Currently Microsoft considers the v2 Azure endpoint to be in beta status. Therefore, we recommend using the v1 endpoint as documented above. However, if you wish to use the v2 endpoint, the process is mostly the same, with some differences to note:


  • The v2 endpoint supports incremental user consent to permissions.    
    • For example, users might only grant basic profile permissions for an initial sign-in.
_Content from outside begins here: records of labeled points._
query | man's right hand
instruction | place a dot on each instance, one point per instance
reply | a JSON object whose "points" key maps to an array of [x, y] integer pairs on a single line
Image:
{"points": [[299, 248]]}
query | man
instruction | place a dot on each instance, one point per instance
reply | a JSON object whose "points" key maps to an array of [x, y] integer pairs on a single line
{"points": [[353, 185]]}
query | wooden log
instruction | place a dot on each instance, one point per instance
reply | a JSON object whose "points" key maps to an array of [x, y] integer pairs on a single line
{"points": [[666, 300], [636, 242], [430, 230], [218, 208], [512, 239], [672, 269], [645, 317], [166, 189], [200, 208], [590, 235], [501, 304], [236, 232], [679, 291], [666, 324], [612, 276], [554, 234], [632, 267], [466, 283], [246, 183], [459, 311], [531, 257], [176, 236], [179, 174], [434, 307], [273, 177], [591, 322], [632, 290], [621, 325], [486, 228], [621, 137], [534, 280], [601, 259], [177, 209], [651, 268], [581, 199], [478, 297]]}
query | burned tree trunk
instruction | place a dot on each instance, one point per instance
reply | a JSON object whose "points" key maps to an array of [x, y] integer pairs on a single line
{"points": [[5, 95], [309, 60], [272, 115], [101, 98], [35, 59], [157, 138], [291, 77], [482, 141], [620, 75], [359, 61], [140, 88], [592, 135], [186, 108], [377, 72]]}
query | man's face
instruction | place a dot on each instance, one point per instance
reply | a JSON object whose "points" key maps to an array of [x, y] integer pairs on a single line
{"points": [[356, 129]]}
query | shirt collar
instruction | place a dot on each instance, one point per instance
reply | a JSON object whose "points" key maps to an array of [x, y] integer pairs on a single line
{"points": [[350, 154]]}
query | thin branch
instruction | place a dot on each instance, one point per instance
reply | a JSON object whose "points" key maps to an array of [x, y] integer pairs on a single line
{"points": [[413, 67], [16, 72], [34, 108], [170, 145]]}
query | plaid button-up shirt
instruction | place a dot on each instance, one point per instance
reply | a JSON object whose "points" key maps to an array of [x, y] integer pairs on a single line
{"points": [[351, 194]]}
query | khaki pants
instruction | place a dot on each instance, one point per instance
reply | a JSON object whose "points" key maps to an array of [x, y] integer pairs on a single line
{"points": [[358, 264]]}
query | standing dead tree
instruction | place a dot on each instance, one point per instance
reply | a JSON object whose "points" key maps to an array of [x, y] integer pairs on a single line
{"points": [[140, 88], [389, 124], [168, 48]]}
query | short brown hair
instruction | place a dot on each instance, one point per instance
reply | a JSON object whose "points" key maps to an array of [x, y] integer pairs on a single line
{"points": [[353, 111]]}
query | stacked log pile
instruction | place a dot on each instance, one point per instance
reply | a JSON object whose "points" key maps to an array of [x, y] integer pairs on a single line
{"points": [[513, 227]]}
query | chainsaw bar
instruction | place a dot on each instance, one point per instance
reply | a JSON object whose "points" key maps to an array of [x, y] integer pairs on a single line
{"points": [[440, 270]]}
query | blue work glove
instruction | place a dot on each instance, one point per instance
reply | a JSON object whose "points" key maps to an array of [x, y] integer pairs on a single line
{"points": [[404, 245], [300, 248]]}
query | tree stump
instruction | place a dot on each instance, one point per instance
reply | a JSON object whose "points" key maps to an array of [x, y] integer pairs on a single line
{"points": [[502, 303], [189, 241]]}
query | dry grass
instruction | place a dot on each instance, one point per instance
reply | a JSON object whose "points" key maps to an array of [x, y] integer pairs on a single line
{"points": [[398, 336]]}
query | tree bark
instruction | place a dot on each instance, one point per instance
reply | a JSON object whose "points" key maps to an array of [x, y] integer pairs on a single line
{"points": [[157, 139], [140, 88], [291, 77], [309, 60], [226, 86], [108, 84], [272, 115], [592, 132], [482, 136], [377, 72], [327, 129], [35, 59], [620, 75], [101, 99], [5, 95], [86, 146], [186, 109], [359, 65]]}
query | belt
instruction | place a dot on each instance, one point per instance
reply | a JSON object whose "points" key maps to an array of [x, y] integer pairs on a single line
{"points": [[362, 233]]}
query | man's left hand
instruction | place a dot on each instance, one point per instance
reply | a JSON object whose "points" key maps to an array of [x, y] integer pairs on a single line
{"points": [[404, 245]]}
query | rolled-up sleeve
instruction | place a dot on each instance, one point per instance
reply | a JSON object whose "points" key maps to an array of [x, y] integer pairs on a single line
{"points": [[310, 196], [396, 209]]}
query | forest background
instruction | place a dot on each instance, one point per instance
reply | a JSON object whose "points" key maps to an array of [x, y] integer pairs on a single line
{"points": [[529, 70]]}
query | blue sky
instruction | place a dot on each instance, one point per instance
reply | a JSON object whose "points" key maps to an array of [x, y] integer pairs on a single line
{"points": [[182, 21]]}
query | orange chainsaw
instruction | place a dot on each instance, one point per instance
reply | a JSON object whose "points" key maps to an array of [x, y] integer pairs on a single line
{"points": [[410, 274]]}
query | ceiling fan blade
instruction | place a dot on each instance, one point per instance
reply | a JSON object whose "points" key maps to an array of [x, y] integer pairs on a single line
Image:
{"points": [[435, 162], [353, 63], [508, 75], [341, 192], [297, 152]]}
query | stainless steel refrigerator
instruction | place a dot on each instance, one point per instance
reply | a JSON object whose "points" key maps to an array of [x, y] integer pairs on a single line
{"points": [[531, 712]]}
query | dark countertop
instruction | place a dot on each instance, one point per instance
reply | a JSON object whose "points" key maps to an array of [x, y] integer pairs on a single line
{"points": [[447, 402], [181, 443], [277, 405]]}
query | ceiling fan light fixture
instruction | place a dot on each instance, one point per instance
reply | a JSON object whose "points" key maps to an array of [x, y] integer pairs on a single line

If they decide to use the Suggestions/Calendar features later on, they will be prompted for consent to additional Calendar permissions at that time.
    • Under the v1 endpoint, all needed permissions must be granted up-front by the IT administrator when registering the app.
    • You can configure Journyx to require all permissions up-front even in the v2 endpoint (see below) or ask incrementally.
  • The v2 endpoint is required to support personal, non-corporate Microsoft accounts, or outside accounts federated to a Microsoft account via OAuth (e.g., sign-in with Facebook or Google.)
  • As with the v1 endpoint, you must designate the list of Tenants IDs (organizations) who are allowed to connect to your Journyx server.
  • Application registrations for the v2 endpoint must be done at a separate portal:    
  • The registration process for this new portal is largely similar, except:    
    • You must add the "Web" platform.
    • "Allow Implicit Flow" must be checked under Web platform options.
    • The following permissions should be added: 
      Calendars.Read.Shared
      Tasks.Read.Shared
      User.Read
      email
      offline_access
      openid
      profile
  • Inside Journyx System Settings, the "Use v2 Endpoint" option must be checked.    
    • If the Journyx site has users who have already interacted with the v1 endpoint, they will be forced to sign in again on their next access.
  • There is another system setting to control whether calendar permissions are requested incrementally on the v2 endpoint or up-front. If you choose incremental permissions, users will be required to sign in again (and authorize the permissions) when accessing a calendar import feature.